The Asian Performing Arts Festival (APAF)1 is one of the projects of the Asian Major Cities Network 21. It seeks to “promote mutual understanding and cultural exchange through Asia’s performing arts; pursue new creative forms and higher standards in the performing arts through mutual exchange among artists; discover outstanding talent and works; and contribute to the promotion of arts and culture in Asia” (APAF website). Originally set-up as a forum within which collaborative work was pursued between and among Asian performance workers and practitioners, it has since transformed into a “farm” model. But its goals have not changed: to “cultivate the future performing arts scene in Asia” as envisioned by APAF Director Junnosuke Tada (APAF Website).
An important aspect of the APAF that is critical to this paper is its organizer. The Asian Major Cities Network 21 is an “international network of Asian capital and major cities, undertaking joint projects on common tasks regarding crisis management, environmental countermeasures and industrial development, and applying the outcome for the prosperity / development of the Asian region” (ANMC21 website). The AMCN21 network’s thrust towards prosperity and development, vis a vis the currency of the global environmental crisis, and the specificities of disaster experience is the context of what would become “Teru Teru Bozu,” staged at the APAF on November 2016. This tells a narrative borne of the Philippine experience of Typhoon Haiyan, one of the strongest storms to ever make landfall in the world, and the strongest of the year 2013, which killed thousands, and wiped out whole towns and islands with massive storm surges that the people and government were unprepared for (BBC News). The personal and collective experiences about this storm (local name: Typhoon Yolanda), especially in the areas hardest hit in the Visayas, continue to be a source of narratives for cultural production in the Philippines, especially given the number of storms that make landfall in the country every year, and the worsening climate crisis that affect the intensity of storms and hurricanes (Climate Links). To say we live every typhoon season with a clear sense of how disastrous it can be, how destructive, is an understatement.
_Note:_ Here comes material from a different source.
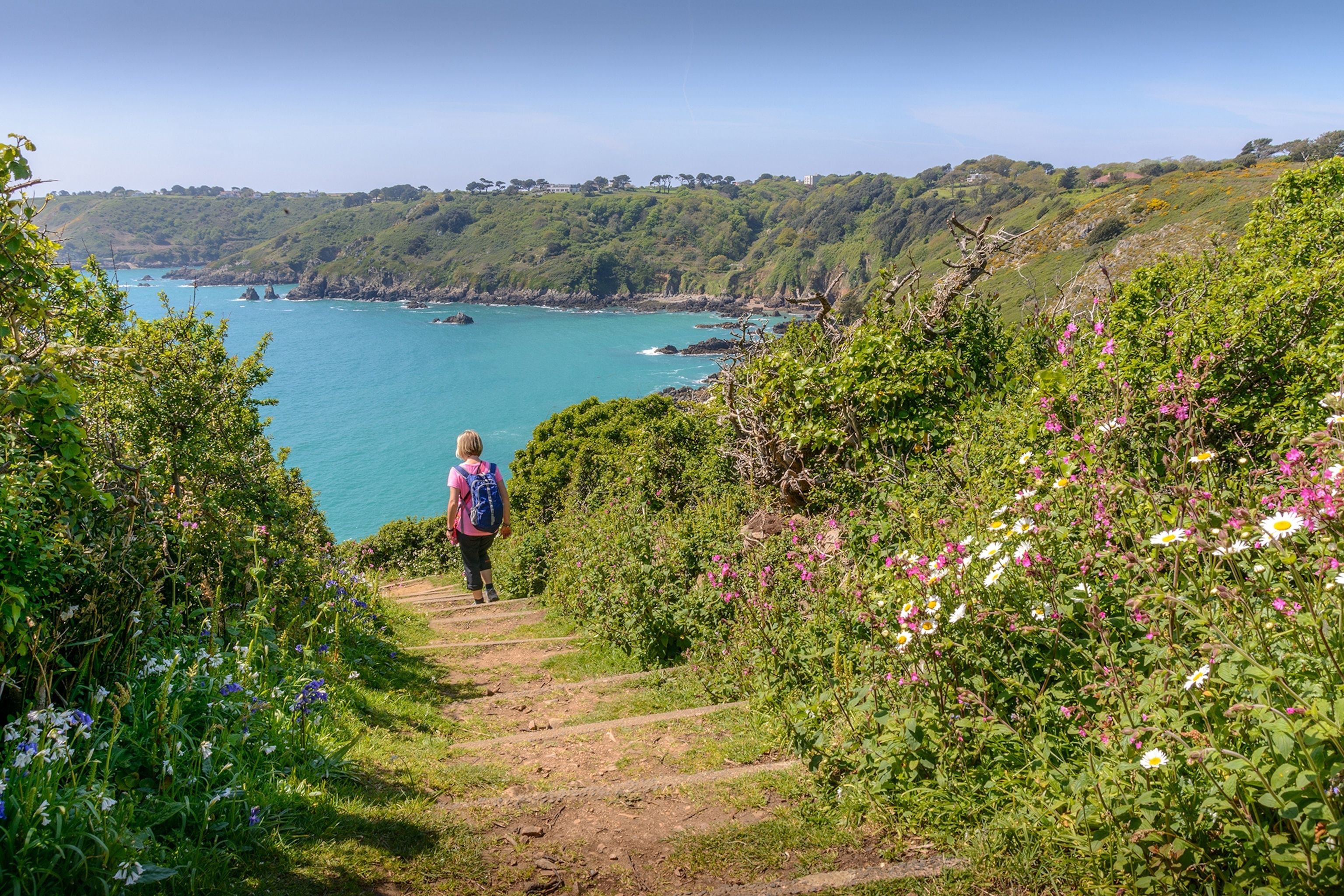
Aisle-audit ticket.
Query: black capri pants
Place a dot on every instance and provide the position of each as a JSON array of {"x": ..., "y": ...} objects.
[{"x": 475, "y": 558}]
The need to make sense of the fear that rain brings, the process of coming to terms with its cycles, the exercise of performing rituals that dampen those fears, is at the heart of the work that is the focus of this paper. Critical moments lend themselves to a process of making, where we unpack our own humanity, our sense of community, given the power of that which we cannot control. This is the context of “Teru Teru Bozu.” And a devised piece that is borne of the experience of Typhoon Haiyan in the Philippines, but built within a Japanese context, with a Japanese production, and a global audience, it also presents the possibilities for building unified and common narratives about universal experiences, be it of nature’s violence and destructiveness, or—and probably more important—the value of myth and ritual in our construction of narratives and stories. In that sense, its value is not so much in the final material as it is written into a script, or as it is finally performed. It is primarily in the process that went into its making—not just the experience of the subject matter, but in the experience of constructing it into a narrative through a collective process that involves everyone in the production. The method is itself part of the performance, and in the case of narratives that allow the unraveling of personal stories, that method can even be more important.
This is the story of “Teru Teru Bozu.”
1 Now called the Asian Performing Arts Farm, it has since changed its format but with the same goal of collaborative work across Asian performing arts practitioners and groups. (APAF Website, accessed 2020.)